Color code: (critical, news from this week: blue, news from last week: purple, no news: black)
Sync reconstruction
Async reconstruction
- Need to investigate short GPU stall problem.
- Limiting factor for pp workflow is now the TPC time series, which is to slow and creates backpressure (costs ~20% performance on EPNs). Enabled multi-threading as recommended by Matthias - need to check if it works.
- Test with GPU GRID jobs at NERSC pending.
- Will tune existing 16-core settings, add a SITEARCH for 16core CPU, and 16coreCPU + generic NVIDIA / AMD GPU, like for 8 core.
- Will retune EPN async workflow for TPC + ITS on GPU on 2025 data.
GPU ROCm / compiler topics:
- Problem with building ONNXRuntime with MigraphX support.
- Need to find a way to build ONNXRuntime with support for CUDA and for ROCm.
- Try to find a better solution for the problem with __device__ inline functions leaking symbols in the host code.
- Miscompilation / internal compiler error fixed in new clang for ROCm 7.x, SDMA engine synchronization bug still not fixed.
- Serialization bug pending.
- Miscompilation on MI 100 leading to memory error pending.
- New miscompilation on MI 50 with ROCm 7.0 when RTC disabled.

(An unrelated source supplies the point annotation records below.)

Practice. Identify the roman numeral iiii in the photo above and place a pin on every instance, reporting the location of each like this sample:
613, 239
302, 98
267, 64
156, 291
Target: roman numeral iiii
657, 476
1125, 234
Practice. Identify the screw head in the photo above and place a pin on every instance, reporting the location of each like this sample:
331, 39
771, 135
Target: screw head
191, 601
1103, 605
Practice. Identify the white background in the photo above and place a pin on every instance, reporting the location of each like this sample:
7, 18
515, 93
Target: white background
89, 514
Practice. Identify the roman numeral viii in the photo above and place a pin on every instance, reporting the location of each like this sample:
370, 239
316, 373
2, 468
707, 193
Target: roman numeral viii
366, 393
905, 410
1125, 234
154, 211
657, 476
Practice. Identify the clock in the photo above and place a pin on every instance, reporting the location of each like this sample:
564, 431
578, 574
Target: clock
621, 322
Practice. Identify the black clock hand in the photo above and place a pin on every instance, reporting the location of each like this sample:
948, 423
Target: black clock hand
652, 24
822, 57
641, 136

- New miscompilation on MI 50 on ROCm 6.3 and 7.0 when RTC enabled, with latest software. Have a workaround for Pb-Pb data taking, but not compatible to latest tracking developments.
- Waiting for ROCm 7.2, which could fix the MI100 serialization issue for good. Not clear yet with regards to miscompilation problems.
- ROCm 7.2 released, waiting for EPN to set it up with new dev2 server.
TPC / GPU Processing
- WIP: Use alignas() or find a better solution to fix alignment of monte carlo labels: https://its.cern.ch/jira/browse/O2-5314
- Waiting for TPC to fix bogus TPC transformations for good, then we can revert the workaround.
- Final solution: merging transformation maps on the fly into a single flat object:
- Need to check the problem with ONNX external memory allocator.
- Next high priority topic: Improvements for cluster sharing and cluster attachment at lower TPC pad rows. PR: https://github.com/AliceO2Group/AliceO2/pull/14542
Other topics:
- Molex connectors for GPU CI server arrived, still waiting for cables.
- Removed bogus setting of rocm path in LD_LIBRARY_PATH by ONNXRuntime recipe. Seems to have no side effects.
EPN GPU Topics:
- Status of power cable problem for dev2 server and MI210?